Classique. Johann Sebastian Bach. Oratorio de Noël. (Deutsche Harmonia Mundi/Sony-BMG)

Il y a longtemps que Nikolaus Harnoncourt n'avait pas touché à Bach. Son intégrale des cantates enregistrées en alternance avec Gustav Leonhardt dans les années 1970 et 1980 a fait date. Harnoncourt passait alors pour l'enfant terrible de la musique ancienne. Avec le temps, le chef autrichien s'est assoupli; le son astringent des cordes a gagné en moelleux. Capté en décembre 2006 et en janvier 2007 au Musikverein de Vienne, cet Oratorio de Noël respire un naturel qui n'a pas toujours été le fort d'Harnoncourt. Certes, sa griffe est immédiatement reconnaissable dans le chœur jubilatoire qui ouvre la Cantate No1 («Jauchzet, frohlocket!»). Les cuivres et timbales du Concentus Musicus ont le mordant caractéristique des instruments d'époque, les cordes dessinent des phrases en arc (crescendo et diminuendo) qui, si elles peuvent paraître maniérées au premier abord, insufflent une dynamique au texte.

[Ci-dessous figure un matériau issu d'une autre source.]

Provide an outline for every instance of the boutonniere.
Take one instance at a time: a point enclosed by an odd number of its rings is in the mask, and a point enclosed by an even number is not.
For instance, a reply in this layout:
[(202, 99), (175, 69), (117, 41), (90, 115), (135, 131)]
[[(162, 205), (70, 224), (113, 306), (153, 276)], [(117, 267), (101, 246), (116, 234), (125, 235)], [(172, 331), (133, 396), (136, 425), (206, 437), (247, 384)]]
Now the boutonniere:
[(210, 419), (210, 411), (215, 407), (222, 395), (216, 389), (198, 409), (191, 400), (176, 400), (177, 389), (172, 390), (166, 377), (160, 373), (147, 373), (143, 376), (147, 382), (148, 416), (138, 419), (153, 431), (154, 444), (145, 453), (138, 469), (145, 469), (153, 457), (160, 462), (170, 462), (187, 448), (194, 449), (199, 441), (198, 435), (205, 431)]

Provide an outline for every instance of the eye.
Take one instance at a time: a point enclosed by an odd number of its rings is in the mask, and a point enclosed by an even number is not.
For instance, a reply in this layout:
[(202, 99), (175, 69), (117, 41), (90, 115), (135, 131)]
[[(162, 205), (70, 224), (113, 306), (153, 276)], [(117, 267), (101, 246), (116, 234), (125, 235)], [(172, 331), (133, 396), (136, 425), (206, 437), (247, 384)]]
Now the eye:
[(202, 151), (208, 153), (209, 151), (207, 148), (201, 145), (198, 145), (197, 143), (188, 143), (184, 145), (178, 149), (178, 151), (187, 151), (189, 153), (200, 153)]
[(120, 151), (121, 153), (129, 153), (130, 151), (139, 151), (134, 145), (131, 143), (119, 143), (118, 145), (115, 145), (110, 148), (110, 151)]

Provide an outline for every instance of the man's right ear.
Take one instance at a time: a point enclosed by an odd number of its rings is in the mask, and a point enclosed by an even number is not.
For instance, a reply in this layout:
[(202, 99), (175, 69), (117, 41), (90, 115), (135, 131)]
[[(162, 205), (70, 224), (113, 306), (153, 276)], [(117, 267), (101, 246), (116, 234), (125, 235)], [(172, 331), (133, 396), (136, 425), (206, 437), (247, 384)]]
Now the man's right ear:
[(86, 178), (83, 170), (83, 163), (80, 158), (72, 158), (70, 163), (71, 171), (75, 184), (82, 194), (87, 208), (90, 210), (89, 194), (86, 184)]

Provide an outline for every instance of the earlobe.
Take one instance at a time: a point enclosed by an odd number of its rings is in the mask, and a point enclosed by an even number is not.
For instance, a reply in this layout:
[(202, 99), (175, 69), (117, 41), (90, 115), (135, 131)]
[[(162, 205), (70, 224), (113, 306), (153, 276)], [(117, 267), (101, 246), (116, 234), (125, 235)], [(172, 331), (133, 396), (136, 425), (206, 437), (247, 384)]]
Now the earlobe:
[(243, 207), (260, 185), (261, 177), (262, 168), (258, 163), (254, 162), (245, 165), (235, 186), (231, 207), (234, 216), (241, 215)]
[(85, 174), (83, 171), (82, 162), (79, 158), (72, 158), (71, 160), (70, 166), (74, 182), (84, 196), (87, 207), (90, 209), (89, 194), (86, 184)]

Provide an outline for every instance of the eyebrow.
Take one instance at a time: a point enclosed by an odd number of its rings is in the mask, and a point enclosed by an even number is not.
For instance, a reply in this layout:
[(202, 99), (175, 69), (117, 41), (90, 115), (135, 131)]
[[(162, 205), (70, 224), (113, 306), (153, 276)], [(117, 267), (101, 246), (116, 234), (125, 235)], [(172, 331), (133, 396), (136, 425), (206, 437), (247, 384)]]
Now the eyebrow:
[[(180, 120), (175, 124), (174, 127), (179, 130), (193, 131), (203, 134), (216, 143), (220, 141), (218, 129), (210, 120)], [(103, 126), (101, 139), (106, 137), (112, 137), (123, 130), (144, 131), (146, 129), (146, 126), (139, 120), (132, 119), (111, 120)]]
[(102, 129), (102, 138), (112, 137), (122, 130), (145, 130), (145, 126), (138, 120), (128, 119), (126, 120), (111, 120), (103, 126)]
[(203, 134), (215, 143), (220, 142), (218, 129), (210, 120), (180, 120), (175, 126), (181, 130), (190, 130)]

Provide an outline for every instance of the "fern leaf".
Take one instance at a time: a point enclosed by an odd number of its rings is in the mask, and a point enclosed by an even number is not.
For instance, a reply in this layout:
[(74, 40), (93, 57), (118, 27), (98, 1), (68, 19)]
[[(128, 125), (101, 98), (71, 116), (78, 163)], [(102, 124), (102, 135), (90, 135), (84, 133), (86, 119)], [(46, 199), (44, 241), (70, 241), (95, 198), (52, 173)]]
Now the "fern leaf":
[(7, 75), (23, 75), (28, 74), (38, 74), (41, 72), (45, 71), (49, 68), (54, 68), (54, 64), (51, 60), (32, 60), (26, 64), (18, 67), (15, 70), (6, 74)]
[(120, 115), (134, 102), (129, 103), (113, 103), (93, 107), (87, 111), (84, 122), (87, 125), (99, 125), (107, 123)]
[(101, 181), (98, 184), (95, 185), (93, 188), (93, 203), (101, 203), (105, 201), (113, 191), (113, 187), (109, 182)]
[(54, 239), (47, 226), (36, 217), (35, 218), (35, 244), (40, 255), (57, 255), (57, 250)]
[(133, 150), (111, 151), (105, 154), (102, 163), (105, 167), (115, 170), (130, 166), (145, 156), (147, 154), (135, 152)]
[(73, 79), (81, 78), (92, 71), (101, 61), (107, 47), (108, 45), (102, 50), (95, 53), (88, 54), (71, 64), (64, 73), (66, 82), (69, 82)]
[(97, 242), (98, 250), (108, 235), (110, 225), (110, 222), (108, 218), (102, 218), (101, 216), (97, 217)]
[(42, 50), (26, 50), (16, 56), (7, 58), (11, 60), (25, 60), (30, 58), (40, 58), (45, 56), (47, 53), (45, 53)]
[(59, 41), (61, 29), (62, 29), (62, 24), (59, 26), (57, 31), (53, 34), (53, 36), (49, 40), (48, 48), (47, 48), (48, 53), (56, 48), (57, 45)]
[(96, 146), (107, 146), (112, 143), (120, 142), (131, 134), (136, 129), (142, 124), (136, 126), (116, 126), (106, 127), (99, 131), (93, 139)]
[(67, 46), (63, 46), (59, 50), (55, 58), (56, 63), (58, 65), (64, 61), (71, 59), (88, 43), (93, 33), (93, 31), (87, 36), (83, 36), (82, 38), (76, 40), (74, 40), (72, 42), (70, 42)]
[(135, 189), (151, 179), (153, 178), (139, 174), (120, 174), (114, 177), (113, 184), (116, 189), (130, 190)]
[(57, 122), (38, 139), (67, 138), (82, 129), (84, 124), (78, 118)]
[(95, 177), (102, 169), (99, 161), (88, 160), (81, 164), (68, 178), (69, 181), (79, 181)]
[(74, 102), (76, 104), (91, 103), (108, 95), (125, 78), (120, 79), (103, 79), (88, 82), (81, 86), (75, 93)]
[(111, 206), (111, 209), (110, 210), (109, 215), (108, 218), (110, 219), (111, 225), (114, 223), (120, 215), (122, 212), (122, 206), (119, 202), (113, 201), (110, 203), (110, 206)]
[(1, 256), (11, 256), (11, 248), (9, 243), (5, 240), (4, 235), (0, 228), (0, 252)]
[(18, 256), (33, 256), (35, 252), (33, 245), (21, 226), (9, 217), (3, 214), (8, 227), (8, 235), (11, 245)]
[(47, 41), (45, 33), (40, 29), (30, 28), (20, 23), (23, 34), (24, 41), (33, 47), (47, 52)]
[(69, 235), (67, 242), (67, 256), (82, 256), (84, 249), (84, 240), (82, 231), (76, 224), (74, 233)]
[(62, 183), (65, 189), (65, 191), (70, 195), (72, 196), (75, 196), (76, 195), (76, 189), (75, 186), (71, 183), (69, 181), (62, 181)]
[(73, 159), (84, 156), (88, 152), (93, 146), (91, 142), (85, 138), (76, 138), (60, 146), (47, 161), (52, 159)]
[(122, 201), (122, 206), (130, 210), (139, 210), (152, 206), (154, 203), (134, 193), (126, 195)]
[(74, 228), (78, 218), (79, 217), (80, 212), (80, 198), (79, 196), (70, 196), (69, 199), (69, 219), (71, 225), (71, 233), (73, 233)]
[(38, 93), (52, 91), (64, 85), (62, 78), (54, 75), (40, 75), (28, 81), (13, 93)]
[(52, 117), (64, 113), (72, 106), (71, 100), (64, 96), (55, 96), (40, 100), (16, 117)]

Guidés par une même lumière, le Concentus Musicus de Vienne, le chœur Arnold Schönberg et les solistes – de premier ordre – animent le récit biblique avec un sens aigu des contrastes. La candeur de Werner Güra, le timbre chaud de Bernarda Fink, le soprano fervent de Christine Schäfer, la basse puissamment expressive de Christian Gerhaher (Gerald Finley est aussi de la partie) confèrent à ces cantates relief et poids dramatique. Harnoncourt laisse jaillir la musique sans entrave ni volonté de démonstration.